Wednesday night is a repeat...Thursday night as well. One of the days I even start to love his body in the morning and it ends not with sex but with a blow job. I think in 21 years, he has let me give him a blow job without sex less than a handful of times. Let me? Sounds weird, right? It has always bothered me. And it is part of his problem..he has a hard time letting me do things for him. It makes me crazy...how can you go to someone else for something when you can't ask--won't even accept stuff I WANT to give from me??

So this keeps working for me....the days are hard, we sometimes fight...fight? no....I am sometimes angry, there isn't any fighting..what is there to fight about? He completely admits he fucked up. And then at night I feel safe in his arms because of sex.

Saturday...I see signs my period is coming. I freak...How will I sleep without sex? I think he realizes now what a crutch this has become for me. He tries to reassure me everything will be ok. I worry. The night comes and my period isn't quite here yet...relief --we have sex, but I know tomorrow night will be different. Why couldn't NOW be the time my period skipped a few months? Ahhh I remember thinking menopause was finally here and my moods would be gone and that we had survived, we would be ok...but we hadn't...we were in the midst of failing spectacularly. So Sunday came and he let me love him again. Telling me how unnecessary it was, but knowing I needed it.
Monday night we went camping...I planned on doing the same but A) it was too cold and B) he hinted he kinda needed a break!. I slept like shit but that was the cold and having to pee all night because I knew the bathroom was too far away!

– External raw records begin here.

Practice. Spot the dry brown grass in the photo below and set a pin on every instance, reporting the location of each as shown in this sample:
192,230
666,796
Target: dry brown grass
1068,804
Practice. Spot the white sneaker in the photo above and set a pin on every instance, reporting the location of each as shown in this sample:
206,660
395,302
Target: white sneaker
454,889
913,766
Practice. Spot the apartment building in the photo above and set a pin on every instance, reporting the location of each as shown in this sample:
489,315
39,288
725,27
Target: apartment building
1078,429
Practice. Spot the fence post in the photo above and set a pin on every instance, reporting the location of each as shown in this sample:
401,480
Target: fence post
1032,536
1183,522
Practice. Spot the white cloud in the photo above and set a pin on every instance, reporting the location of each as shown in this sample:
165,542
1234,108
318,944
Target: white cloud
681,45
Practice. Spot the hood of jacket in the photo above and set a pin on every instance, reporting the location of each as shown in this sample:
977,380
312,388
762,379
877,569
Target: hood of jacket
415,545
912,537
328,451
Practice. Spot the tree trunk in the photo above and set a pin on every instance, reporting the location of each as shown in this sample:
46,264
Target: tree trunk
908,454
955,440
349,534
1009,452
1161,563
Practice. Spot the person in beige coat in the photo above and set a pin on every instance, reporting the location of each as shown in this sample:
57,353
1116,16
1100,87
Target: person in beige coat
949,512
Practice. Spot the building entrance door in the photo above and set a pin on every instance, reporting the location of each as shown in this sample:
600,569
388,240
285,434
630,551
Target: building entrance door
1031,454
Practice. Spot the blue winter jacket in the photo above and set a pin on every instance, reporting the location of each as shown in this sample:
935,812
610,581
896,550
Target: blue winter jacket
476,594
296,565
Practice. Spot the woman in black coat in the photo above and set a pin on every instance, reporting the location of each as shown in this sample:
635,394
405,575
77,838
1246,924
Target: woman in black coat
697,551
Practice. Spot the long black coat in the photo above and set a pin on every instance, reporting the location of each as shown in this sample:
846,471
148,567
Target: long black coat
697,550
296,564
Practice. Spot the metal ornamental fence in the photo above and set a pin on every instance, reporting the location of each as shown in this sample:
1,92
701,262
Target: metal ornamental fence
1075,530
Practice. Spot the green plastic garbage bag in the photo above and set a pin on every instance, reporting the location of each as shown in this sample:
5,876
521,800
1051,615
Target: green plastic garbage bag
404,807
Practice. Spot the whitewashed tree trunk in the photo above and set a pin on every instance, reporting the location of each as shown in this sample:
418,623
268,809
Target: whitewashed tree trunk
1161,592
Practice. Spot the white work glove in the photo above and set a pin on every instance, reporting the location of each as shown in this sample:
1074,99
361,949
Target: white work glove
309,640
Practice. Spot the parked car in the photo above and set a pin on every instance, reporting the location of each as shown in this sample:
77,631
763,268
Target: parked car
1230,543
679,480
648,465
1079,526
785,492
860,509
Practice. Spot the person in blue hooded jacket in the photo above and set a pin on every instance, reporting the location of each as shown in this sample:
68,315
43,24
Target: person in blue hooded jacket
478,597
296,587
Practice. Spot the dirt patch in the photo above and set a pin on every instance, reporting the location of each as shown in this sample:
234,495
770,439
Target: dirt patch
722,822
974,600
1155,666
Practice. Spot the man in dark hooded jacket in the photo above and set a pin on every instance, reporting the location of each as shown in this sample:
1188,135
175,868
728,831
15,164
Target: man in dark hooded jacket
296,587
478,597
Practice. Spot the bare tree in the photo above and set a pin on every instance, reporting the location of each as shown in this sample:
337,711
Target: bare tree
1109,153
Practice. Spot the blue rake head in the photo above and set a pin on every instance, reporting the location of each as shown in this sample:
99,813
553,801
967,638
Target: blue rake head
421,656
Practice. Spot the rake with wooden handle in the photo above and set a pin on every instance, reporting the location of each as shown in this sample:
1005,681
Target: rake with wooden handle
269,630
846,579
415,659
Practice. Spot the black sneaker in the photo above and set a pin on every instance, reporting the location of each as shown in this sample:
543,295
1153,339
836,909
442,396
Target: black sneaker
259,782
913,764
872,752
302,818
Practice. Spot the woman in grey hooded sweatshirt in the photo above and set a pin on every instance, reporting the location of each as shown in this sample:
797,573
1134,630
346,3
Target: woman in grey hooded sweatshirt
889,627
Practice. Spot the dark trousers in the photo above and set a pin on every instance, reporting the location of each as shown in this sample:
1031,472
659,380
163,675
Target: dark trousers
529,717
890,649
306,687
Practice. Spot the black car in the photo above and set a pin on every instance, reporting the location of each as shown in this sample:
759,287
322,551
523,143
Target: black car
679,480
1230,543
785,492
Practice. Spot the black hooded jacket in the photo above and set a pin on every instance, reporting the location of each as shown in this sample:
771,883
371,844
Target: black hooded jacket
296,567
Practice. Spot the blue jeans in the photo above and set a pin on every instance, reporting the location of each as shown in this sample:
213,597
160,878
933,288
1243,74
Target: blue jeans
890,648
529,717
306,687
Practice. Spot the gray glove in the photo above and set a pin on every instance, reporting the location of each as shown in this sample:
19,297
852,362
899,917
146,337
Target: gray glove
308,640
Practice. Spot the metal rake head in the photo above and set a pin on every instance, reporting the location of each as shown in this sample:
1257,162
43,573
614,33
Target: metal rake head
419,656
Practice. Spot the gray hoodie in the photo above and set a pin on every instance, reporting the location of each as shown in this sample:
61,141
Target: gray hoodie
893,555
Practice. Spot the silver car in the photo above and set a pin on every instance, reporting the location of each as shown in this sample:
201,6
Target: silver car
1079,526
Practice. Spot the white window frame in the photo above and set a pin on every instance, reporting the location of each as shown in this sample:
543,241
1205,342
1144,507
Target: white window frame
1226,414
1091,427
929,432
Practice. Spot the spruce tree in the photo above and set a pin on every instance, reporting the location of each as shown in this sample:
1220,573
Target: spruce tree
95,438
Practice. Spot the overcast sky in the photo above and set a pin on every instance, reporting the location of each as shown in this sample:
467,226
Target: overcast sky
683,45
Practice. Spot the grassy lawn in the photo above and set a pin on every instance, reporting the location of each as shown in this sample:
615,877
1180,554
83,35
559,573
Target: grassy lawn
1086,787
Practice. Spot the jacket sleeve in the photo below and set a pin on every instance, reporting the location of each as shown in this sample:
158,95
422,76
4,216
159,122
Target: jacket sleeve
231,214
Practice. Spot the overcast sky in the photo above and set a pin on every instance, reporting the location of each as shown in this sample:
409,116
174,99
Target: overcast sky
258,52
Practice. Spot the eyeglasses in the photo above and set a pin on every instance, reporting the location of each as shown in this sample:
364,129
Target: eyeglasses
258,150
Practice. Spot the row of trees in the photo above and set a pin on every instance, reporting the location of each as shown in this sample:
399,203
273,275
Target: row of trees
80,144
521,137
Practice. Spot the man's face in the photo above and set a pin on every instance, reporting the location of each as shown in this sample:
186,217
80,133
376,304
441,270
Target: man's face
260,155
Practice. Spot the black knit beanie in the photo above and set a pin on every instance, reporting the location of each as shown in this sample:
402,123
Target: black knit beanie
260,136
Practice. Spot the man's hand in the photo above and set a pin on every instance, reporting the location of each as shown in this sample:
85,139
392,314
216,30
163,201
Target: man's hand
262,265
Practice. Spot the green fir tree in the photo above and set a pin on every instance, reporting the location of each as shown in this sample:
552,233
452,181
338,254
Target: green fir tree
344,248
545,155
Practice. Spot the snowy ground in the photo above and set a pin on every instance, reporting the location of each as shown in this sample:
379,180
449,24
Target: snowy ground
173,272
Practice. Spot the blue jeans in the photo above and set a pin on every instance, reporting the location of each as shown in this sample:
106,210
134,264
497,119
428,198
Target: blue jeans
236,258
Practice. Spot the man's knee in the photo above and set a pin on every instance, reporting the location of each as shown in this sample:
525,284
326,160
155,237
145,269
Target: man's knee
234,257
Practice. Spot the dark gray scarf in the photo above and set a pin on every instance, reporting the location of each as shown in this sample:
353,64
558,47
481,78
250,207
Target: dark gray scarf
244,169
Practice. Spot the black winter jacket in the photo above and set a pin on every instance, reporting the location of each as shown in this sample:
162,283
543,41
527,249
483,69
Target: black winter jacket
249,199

Here it is Friday and still we haven't had sex and I have survived. So I guess that neediness is gone. Now I know I can feel safe without the sex.

And this is why I shared.

I did what I had to to survive. I tried to not berate myself that people would think I was insane for trying to save my marriage, letting him sleep in my bed...and what?!?! having sex with him too! So soon!!??!?

If you find yourself in this situation. Do what is right for YOU. This was never really about
him...I wondered if it was...make him see what he was going to give up. Show him he could never find a lover like me and maybe that was a tiny part of it. But it was mostly about making ME feeling safe, me feeling secure and probably the biggest thing...being in control.

And now you have survived the sex post!! I promise that will be it!

Again..if you are in this situation and you have any questions for me...don't hesitate to ask.
Remember the first time this happened to me, my reaction was different...I didn't want sex and I cried during it. There isn't a right way to do this. I just wanted to share my way.

AFTER PUBLISHED EDIT:

So last night, I freaked and took down this post. I was sure it was too much after all. I hadn't re-read it, just was sure it was too much. I have re-read it (at 5 in the damn morning!) and decided it was ok. I had kept the really private parts private. It isn't quite clinical but I am ok with this much being out there. Only 12 had read it and I was sooo glad. Some of my recent posts are up to 70 views! YIKES! I didn't think so many people read my blog!

I also remembered a pretty important detail I left out...I mentioned that with that first asshole I cried during sex...I didn't this time, in fact HE cried after our first time. It felt genuine and real. It made a world of difference in my confidence that giving us a chance was the right thing to do. So not only did having sex so soon not hurt me, it may have helped.